3. What Commanders Owe
Private Lan was nineteen years old and had been in the field for eleven days.
She was also, at this moment, the only reason six people were still alive.
When the flanking move went wrong—enemy patrol where the map said there was none, which was becoming a theme—Lan had made a call that nobody had asked her to make. She had broken left, drawing fire away from the pinned-down cluster of soldiers behind the rock formation, taken a graze across her shoulder for the trouble, and made it to cover on the opposite side of the trail.
The patrol had gone after her. The six soldiers had escaped.
Dung found her twenty minutes later, pressing her jacket against the wound with one hand and reloading her rifle with the other. She looked up when he crouched beside her, and her expression was not relief or fear. It was the careful blankness of someone deciding whether to feel something later.
"Can you move?" he asked.
"Yes."
"Does it need stitching?"
"Probably."
He signaled Dr. Phuong forward. While the medic worked, Dung sat beside Lan and looked at the forest.

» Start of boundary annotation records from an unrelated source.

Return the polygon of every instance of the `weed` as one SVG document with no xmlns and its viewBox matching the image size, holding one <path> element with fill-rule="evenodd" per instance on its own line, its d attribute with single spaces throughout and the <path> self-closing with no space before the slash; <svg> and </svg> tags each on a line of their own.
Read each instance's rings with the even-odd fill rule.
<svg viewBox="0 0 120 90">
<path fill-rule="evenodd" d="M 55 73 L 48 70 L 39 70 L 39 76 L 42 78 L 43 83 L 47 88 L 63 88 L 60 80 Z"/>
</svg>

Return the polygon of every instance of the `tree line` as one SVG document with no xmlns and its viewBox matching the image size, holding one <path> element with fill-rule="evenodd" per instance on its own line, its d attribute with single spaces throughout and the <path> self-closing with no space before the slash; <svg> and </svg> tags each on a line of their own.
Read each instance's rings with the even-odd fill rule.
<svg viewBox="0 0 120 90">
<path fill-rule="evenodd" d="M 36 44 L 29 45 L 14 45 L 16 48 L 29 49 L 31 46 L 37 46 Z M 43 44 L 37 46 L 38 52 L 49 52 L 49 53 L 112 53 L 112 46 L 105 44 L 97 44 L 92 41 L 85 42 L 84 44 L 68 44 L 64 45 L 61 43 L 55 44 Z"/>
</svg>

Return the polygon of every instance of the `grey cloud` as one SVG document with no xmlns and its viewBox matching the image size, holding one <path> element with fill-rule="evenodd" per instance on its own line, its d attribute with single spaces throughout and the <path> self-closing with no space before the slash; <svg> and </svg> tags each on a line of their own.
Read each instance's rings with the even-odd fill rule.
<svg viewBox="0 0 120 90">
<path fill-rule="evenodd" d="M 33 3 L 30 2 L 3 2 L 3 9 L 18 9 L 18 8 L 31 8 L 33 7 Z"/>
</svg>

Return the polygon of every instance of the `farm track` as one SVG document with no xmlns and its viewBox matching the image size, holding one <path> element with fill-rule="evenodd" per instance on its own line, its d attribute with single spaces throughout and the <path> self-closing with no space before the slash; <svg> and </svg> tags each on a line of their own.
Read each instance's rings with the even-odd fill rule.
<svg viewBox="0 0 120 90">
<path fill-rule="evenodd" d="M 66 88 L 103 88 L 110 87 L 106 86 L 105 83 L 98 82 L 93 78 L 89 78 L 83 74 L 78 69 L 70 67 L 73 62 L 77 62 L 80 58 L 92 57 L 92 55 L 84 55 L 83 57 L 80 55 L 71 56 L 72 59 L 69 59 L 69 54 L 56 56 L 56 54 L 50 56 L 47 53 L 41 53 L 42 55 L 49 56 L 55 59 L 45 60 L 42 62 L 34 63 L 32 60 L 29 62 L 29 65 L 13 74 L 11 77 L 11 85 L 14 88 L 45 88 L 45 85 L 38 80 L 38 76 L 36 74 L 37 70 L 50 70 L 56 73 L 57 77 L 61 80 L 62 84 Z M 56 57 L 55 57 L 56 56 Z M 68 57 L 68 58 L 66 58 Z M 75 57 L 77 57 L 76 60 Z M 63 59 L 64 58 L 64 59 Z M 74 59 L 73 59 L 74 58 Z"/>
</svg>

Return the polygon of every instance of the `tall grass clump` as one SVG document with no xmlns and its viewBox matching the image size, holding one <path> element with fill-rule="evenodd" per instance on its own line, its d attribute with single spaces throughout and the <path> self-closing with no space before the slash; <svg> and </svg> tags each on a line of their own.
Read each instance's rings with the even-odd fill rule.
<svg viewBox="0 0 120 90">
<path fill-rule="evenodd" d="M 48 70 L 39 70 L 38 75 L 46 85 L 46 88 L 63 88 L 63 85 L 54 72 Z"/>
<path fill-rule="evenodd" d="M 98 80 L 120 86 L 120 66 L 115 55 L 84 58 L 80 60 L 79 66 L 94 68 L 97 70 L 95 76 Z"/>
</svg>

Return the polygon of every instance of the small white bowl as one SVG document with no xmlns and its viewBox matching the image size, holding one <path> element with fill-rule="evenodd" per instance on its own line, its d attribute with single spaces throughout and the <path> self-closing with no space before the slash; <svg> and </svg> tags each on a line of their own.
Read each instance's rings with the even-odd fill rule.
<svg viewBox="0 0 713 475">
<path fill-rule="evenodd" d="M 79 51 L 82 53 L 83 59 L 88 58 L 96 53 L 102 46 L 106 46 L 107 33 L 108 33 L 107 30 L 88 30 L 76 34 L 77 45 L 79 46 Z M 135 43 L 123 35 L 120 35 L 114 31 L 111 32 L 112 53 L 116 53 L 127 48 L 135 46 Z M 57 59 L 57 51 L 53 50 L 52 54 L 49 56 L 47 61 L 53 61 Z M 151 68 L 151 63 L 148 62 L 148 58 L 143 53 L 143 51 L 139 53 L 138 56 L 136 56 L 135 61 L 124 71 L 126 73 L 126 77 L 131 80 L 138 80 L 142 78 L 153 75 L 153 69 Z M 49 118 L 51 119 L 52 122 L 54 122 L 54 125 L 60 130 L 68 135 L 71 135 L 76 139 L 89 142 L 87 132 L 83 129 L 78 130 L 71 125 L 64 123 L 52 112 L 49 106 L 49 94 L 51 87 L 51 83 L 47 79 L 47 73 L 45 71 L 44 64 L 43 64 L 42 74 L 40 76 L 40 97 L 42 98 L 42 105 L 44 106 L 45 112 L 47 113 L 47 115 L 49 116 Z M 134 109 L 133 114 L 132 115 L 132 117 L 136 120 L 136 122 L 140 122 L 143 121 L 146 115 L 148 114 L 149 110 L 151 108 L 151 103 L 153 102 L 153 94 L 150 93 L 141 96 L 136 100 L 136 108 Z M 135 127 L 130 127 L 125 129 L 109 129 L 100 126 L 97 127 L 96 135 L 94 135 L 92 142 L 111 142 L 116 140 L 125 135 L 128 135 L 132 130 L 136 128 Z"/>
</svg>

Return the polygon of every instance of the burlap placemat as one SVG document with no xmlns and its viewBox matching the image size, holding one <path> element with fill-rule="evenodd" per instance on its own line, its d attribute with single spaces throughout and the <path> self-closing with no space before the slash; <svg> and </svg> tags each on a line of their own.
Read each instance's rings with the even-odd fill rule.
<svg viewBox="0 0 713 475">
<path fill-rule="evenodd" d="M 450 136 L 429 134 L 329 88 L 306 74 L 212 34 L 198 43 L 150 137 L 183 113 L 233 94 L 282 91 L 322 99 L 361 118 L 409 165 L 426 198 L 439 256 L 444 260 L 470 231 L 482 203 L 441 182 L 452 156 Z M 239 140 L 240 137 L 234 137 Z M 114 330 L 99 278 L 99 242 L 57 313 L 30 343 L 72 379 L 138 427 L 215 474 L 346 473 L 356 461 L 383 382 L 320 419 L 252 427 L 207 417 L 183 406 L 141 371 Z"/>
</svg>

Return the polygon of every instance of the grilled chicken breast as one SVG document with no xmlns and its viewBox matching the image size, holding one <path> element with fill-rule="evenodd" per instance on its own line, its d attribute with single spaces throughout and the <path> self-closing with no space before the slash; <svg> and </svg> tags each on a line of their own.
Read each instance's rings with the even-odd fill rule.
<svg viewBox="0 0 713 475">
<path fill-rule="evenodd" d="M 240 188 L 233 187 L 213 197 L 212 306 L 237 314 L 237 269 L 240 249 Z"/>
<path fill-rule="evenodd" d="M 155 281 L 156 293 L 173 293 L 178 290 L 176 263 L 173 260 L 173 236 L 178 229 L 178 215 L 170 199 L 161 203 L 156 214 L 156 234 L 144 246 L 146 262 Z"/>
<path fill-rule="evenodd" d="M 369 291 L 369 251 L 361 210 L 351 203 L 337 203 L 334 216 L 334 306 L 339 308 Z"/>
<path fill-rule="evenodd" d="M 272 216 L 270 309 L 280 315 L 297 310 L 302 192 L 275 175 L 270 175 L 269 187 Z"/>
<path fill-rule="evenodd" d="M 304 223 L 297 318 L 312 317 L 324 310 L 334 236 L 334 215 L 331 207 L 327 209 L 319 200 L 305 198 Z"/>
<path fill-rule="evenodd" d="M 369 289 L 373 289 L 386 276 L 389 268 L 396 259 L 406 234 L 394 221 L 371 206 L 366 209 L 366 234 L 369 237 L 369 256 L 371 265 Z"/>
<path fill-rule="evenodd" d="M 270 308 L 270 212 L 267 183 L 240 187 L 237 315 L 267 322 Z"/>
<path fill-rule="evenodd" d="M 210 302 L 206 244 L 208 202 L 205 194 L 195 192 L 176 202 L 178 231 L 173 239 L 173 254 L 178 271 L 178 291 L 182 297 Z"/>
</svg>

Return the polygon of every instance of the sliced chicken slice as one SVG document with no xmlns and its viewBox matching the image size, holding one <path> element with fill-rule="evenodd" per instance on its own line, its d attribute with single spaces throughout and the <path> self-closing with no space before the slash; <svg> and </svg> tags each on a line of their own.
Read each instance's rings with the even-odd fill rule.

"That was a good call," he said.
"It was the only call."
"Not everyone sees that in time."
She said nothing. Phuong worked efficiently, her movements practiced and calm. From somewhere uphill, there was distant gunfire—Hieu's group, which meant the distraction had started.
"Captain," Lan said.
"Yeah."
"The six soldiers. Are they through?"
"Three are. We're collecting the others."
She nodded. The blankness in her face shifted slightly, and he saw something underneath it—not relief exactly, but something adjacent to it. The quiet satisfaction of a cost that turned out to be worth paying.
Dung understood it. He had felt it himself, after his first major action, years ago. The understanding that you could make the right call and still bleed for it, and that the bleeding didn't make it the wrong call.
"You'll need a week off that shoulder once we're out," he said.
"I'll be fine in four days."
"A week," he repeated. "That's not a suggestion."
She almost smiled. "Yes, sir."
They heard Phuong snap her kit shut. Uphill, the firing had intensified, which meant Hieu was fully engaged. They had maybe six minutes.
Dung stood and helped Lan to her feet. "Stay on my left. Don't be a hero twice in one morning."
"Understood."
They moved into the trees, and the hill closed around them like a fist.